Can you please help reply this.

Regards,

Stone

codewarior · April 12, 2016, 7:00am

sshenllan:

2 (detail) When I try to get text info with textFragment,I got wrong text color for “Presentation QA TEST” in page 1.in PDF it is RED, but return value from code is “Foreground Color :- #1F24DC”.

And background color is wrong for “QA Text” in page 2, it should be blue but “background Color :- null”.
Hi Lei,

Thanks for using our API’s.

I have tested the scenario and have managed to reproduce above stated issues. For the sake of correction, I have logged them as PDFNEWJAVA-35726 in our issue tracking system. We will further look into the details of these problem and will keep you posted on the status of correction. Please be patient and spare us little time. We are sorry for this inconvenience.

codewarior · April 12, 2016, 7:15am

1 (general) Can I get all element detail info from pdf with aspose java pdf package.
Hi Lei,

Thanks for using our API’s.

A PDF file is comprised of Image, Text, Attachment, Annotations, Graph, Form fields and link objects and in order to retrieve information for all the objects/elements inside it, you need to parse the document and determine individual object. For more information, please visit Working with com.aspose.pdf

3 (detail) how can I get save graph to image to disk.(Page 16)
The chart inside PDF file is drawn as graph object and in order to convert it to Image format, you need to convert the whole page or particular region of page to Image format.

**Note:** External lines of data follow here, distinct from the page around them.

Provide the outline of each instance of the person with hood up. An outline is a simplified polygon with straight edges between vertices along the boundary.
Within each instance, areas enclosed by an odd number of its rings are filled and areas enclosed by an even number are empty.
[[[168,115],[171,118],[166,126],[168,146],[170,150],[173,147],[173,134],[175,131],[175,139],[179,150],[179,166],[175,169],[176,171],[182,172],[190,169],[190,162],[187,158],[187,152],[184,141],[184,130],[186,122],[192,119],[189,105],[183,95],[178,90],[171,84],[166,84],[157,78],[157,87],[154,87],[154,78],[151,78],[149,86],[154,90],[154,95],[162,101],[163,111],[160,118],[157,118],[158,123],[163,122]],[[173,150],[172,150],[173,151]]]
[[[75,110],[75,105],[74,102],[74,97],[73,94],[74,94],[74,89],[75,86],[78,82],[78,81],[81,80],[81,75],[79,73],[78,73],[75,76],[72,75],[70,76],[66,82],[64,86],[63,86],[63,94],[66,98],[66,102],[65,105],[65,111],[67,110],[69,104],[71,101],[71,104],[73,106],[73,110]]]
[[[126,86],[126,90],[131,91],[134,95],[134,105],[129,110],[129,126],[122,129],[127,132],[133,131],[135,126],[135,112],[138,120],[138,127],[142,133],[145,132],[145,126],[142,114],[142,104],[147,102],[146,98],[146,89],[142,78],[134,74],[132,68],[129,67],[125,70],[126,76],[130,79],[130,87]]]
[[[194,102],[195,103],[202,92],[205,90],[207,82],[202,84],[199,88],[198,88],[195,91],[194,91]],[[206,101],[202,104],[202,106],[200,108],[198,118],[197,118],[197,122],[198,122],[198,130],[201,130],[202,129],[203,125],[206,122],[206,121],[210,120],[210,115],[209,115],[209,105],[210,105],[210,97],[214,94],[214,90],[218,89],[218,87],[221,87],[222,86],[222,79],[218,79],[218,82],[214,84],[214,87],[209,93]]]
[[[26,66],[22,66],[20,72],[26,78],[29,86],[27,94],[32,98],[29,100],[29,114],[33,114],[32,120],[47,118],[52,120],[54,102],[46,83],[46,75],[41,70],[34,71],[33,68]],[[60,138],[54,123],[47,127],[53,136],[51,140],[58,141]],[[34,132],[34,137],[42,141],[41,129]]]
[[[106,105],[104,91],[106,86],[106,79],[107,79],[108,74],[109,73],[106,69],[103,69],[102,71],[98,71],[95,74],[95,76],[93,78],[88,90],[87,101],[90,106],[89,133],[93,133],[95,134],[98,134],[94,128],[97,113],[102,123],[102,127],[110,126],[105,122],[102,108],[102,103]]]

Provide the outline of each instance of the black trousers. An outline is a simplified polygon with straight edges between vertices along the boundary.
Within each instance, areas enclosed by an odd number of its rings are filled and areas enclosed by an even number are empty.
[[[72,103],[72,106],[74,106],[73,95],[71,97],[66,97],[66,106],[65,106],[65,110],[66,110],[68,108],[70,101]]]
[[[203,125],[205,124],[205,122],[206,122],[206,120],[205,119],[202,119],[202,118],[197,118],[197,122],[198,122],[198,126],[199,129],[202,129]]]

For further details, please visit

Convert PDF Pages to JPEG Image

sshenllan · April 12, 2016, 9:40am

Hi Nayyer,

great thanks for your replying.

actually I tried to get chart graph today. but I can not get chart object at all. my code is:

loop all pages and try Paragraphs paragraphs = page.getParagraphs();

but paragraphs length always be 0. graph should exist in paragraphs, right?

only if I got graph object, I can save its rectangle to image.(do not want save whole page)

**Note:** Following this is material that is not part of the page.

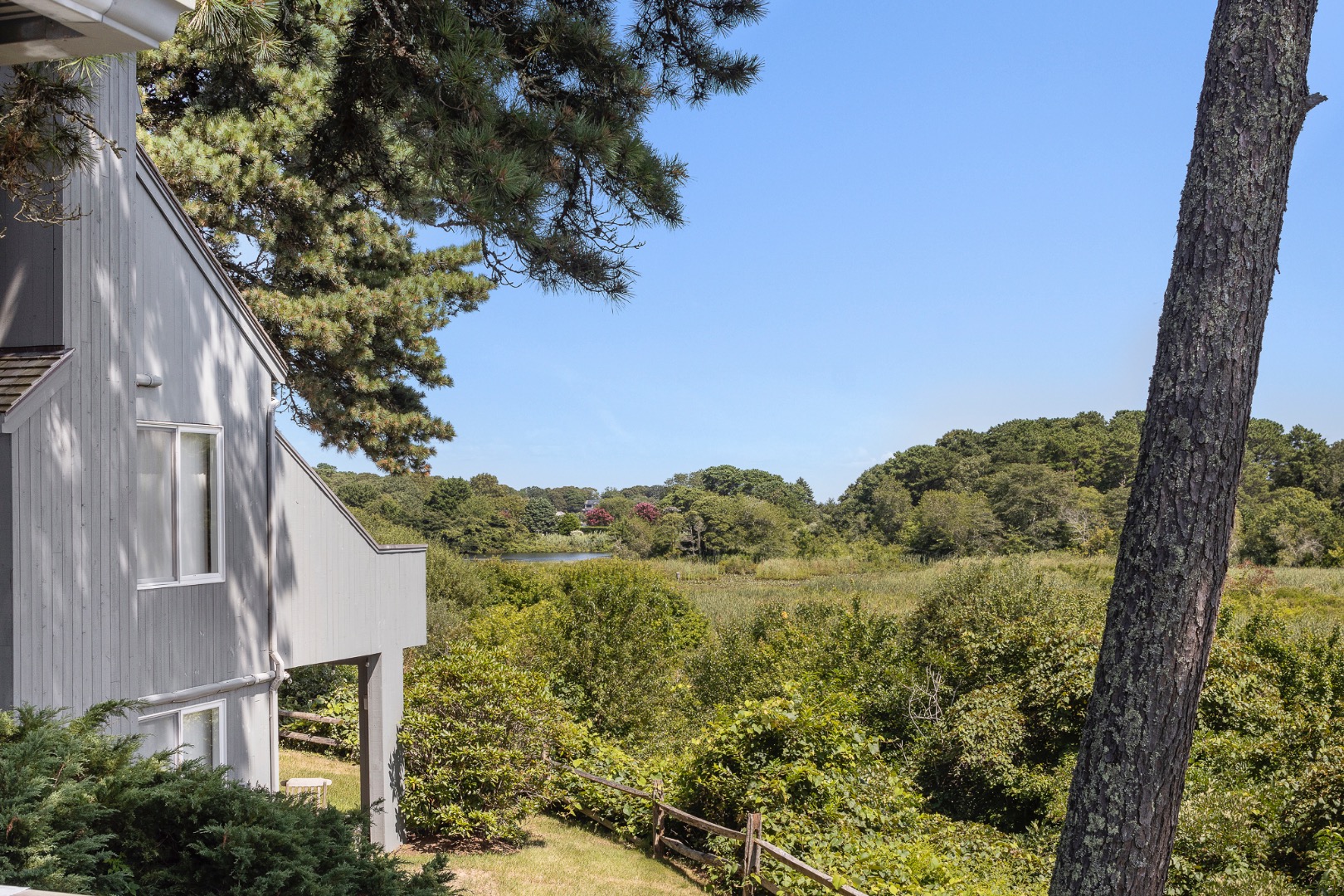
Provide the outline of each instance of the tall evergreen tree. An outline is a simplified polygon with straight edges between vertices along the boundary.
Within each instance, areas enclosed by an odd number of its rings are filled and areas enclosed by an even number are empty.
[[[1052,896],[1165,891],[1278,263],[1316,0],[1220,0]]]
[[[141,141],[285,352],[298,419],[388,470],[426,469],[453,437],[423,403],[452,384],[433,333],[493,283],[628,296],[636,228],[681,223],[685,167],[644,124],[659,103],[745,90],[759,63],[718,40],[763,15],[762,0],[235,5],[207,3],[141,55]],[[421,251],[417,227],[473,242]],[[469,270],[481,261],[488,277]]]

if not , Can you please tell me since I can not find it in programming guild.

Q2 : can not get bullet object either, can you please help with code, since I tried all in programming guild either but get nothing.

Thanks!

Stone

codewarior · April 13, 2016, 12:38pm

Hi Lei,

Thanks for sharing the details.

I am afraid currently Aspose.Pdf for Java does not support the feature to manipulate graph charts in existing PDF files and therefore its rectangular region cannot be retrieved and cannot be transformed to Image format. However for the sake of implementation, I have logged it as PDFNEWJAVA-35730 in our issue tracking system under New Features list. We will further look into the details of this requirement and will keep you posted on the status of correction. Please be patient and spare us little time. We are sorry for this inconvenience.

aspose.notifier · February 23, 2017, 8:09am

The issues you have found earlier (filed as PDFJAVA-35730) have been fixed in Aspose.Pdf for Java 17.2.0.

This message was posted using Notification2Forum from Downloads module by Aspose Notifier.

tilal.ahmad · March 2, 2017, 1:10am

Hi Lei,

Thanks for your patience. As stated above, your reported issue PDFJAVA-35730 has been resolved in Aspose.Pdf for Java 17.2.0. Please note Chart object is placed as Marked Content object in PDF document. We have implemented a new method extractMarkedContentAsImage() to extract Marked Contents as image. Please check following code snippet to extract Chart objects. Hopefully it will help you to accomplish the task.

// Open document
Document document = new Document("sample.pdf");

// Instantiate PdfExtractor
PdfExtractor pdfExtractor = new PdfExtractor();

// Extract Chart objects as images in a folder
pdfExtractor.extractMarkedContentAsImages(document.getPages().get_Item(1), "C:/Temp/Charts_page_1");

document.close();

Best Regards,

aspose.notifier · April 7, 2017, 1:35am

The issues you have found earlier (filed as PDFJAVA-35726) have been fixed in Aspose.Pdf for Java 17.3.0 Release Notes.

This message was posted using Notification2Forum from Downloads module by Aspose Notifier.